Cattedra inclusiva: Cui prodest?
Ho letto con molto interesse la proposta di legge “Introduzione della cattedra inclusiva nelle scuole di ogni ordine e grado”, presentata nella giornata di ieri a Roma da un gruppo di esperti guidati dal Prof. Dario Ianes, che è stata da loro definita una “proposta dirompente”, in quanto tutti i docenti dovrebbero occuparsi della propria classe, impegnandosi in modo polivalente con gli alunni sia con le attività curricolari sia con quelle di sostegno.
Innanzitutto, a proposito dell’eventuale attivazione della “cattedra inclusiva”, pur apprezzando il tentativo dei promotori di superare con essa i malintesi e le “deleghe” al solo docente specializzato dell’inclusione scolastica e di garantire un’effettiva contitolarità tra tutti i docenti curricolari e per il sostegno, quale esperto con disabilità d’inclusione, devo tuttavia evidenziare che noi riteniamo sbagliata tale PdL, in quanto in conflitto con la legislazione “inclusiva” del nostro Paese, a partire dalla 517 del 1977 e dalla legge 104 del 1992 fino al D.Lgs. 66/17. Tali norme, infatti, hanno previsto il lungimirante principio del “sostegno del contesto” a supporto dell’inclusione scolastica e non solo la preziosa figura del docente di sostegno, anche se poi il sempre più crescente ricorso ai tribunali da parte delle famiglie dei ragazzi con disabilità, a rischio persino di una “deriva giudiziaria”, ha corroborato in loro nel corso dei decenni l’idea distorta che l’inclusione dipendesse soltanto dall’insegnante di sostegno indipendentemente dalle sue competenze specifiche sulle singole disabilità, dall’aumento delle sue ore di lezione e non dal “contesto”.
Tutto ciò è avvenuto perché, negli ultimi decenni, la specializzazione dei docenti per il sostegno da “monovalente” (attenta cioè alle specifiche disabilità ed ai bisogni educativi dei singoli) è divenuta invece “polivalente” e general-generalista.
Oltre alla scarsa formazione e preparazione specifica dei docenti di sostegno, non va neppure trascurata quella altrettanto irrilevante sulle specifiche disabilità degli insegnanti titolari se si pensa che, in base a quanto previsto dal DPCM del 4 agosto 2023 sulla formazione iniziale degli aspiranti insegnanti curricolari, sono soltanto 10 i cfu loro riservati sulla didattica e pedagogia e 3 quelli sulla didattica dell’inclusione e pedagogia speciale.

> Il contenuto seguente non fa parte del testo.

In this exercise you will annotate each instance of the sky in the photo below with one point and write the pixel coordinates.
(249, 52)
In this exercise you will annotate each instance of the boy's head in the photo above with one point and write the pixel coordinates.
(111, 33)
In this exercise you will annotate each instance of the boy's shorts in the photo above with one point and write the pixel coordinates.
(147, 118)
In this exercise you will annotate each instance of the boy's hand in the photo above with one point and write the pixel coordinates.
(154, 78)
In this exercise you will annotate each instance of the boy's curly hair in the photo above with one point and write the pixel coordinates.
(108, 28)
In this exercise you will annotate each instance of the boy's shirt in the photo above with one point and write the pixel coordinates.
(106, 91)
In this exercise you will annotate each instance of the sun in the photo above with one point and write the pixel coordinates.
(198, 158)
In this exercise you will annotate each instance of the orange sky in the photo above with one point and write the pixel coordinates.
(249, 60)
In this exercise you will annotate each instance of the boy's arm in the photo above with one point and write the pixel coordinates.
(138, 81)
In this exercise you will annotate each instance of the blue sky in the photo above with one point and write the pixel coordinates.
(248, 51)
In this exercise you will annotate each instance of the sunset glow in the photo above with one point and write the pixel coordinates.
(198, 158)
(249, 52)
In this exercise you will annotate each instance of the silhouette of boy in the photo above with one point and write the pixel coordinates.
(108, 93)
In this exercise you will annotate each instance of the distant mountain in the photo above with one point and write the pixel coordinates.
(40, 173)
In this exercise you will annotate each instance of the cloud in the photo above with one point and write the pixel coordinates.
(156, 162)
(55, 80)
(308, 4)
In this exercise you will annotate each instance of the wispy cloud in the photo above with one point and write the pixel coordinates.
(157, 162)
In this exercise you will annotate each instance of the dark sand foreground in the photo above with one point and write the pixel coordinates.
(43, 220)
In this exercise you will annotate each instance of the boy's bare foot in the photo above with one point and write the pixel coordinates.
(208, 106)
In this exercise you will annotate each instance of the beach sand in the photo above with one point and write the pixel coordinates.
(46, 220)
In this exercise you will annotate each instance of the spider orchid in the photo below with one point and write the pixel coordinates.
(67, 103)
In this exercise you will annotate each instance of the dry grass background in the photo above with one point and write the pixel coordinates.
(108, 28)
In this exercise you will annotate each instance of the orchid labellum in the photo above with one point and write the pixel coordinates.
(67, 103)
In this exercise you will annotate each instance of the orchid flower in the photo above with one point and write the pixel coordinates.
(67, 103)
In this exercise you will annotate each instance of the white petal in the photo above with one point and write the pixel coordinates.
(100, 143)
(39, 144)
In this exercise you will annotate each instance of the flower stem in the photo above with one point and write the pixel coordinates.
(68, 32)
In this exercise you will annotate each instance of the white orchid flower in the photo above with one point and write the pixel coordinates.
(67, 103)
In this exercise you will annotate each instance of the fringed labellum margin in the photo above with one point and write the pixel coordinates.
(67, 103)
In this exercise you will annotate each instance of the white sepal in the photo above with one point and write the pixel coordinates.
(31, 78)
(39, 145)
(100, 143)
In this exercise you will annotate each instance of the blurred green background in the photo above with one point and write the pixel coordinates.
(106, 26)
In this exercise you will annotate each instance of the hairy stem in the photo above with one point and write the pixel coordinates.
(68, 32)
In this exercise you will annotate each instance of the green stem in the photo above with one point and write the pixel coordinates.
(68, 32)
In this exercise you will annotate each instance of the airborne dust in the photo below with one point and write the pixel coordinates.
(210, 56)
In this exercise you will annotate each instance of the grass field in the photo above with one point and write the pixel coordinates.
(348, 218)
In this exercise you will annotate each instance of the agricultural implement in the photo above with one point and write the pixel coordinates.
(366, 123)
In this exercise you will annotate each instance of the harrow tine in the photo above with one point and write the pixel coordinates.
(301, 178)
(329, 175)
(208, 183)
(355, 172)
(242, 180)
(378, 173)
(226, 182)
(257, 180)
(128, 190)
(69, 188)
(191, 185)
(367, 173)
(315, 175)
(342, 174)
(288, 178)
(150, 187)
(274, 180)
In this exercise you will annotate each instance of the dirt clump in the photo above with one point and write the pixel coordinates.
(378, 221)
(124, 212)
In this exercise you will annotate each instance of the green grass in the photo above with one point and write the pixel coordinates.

Per non parlare della “colpevole” mancata proroga della disposizione di cui all’art 1 comma 961 della Legge 178/20, che prevedeva 25 ore di formazione obbligatoria per i docenti delle classi frequentate da alunni con disabilità.
Per garantire un’effettiva inclusione, dunque, oltre ad un’auspicabile formazione obbligatoria generalizzata sulle singole disabilità di tutto il personale scolastico e l’imprescindibile potenziamento dei CTS, come previsto dalla PdL presentata dalla FISH già nel 2021, è invece necessario che vi siano funzioni ben definite:
al docente titolare spetti il diritto-dovere di insegnare la disciplina e di verificare gli apprendimenti di tutti gli alunni della classe, compresi quelli con disabilità, funzione questa che non potrà più delegare a nessuno; al docente di sostegno non competano né l’insegnamento disciplinare, né la verifica degli apprendimenti dell’alunno con disabilità, ma il dovere di supportare il collega titolare, il Consiglio di Classe e l’intero contesto, suggerendo metodologie e indicazioni didattiche appropriate, oltreché fornendo gli strumenti volti a rendere efficaci gli insegnamenti destinati agli alunni con disabilità.
Ma per perseguire il predetto auspicabile risultato, non serve istituire “cattedre miste o inclusive”. Infatti, mi viene molto difficile pensare ad un prof titolare di Matematica o di Latino od addirittura d’Informatica che si cimenti nell’approcciarsi all’insegnamento e alla valutazione dello studente disabile se non possiede una preparazione adeguata ed una formazione specifica ad esempio sulla letto-scrittura in Braille, sulla Lingua Italiana dei Segni, o sulla Comunicazione Aumentativa e Alternativa. Così come, risulterebbe alquanto complesso per un insegnante per il sostegno “avventurarsi” nell’insegnamento delle singole discipline se è privo di efficaci conoscenze curricolari, metodologiche e docimologiche per poterlo fare con “cognizione di causa”.
Sic stantibus rebus, pertanto, una domanda mi sorge spontanea: la “cattedra inclusiva” cui prodest?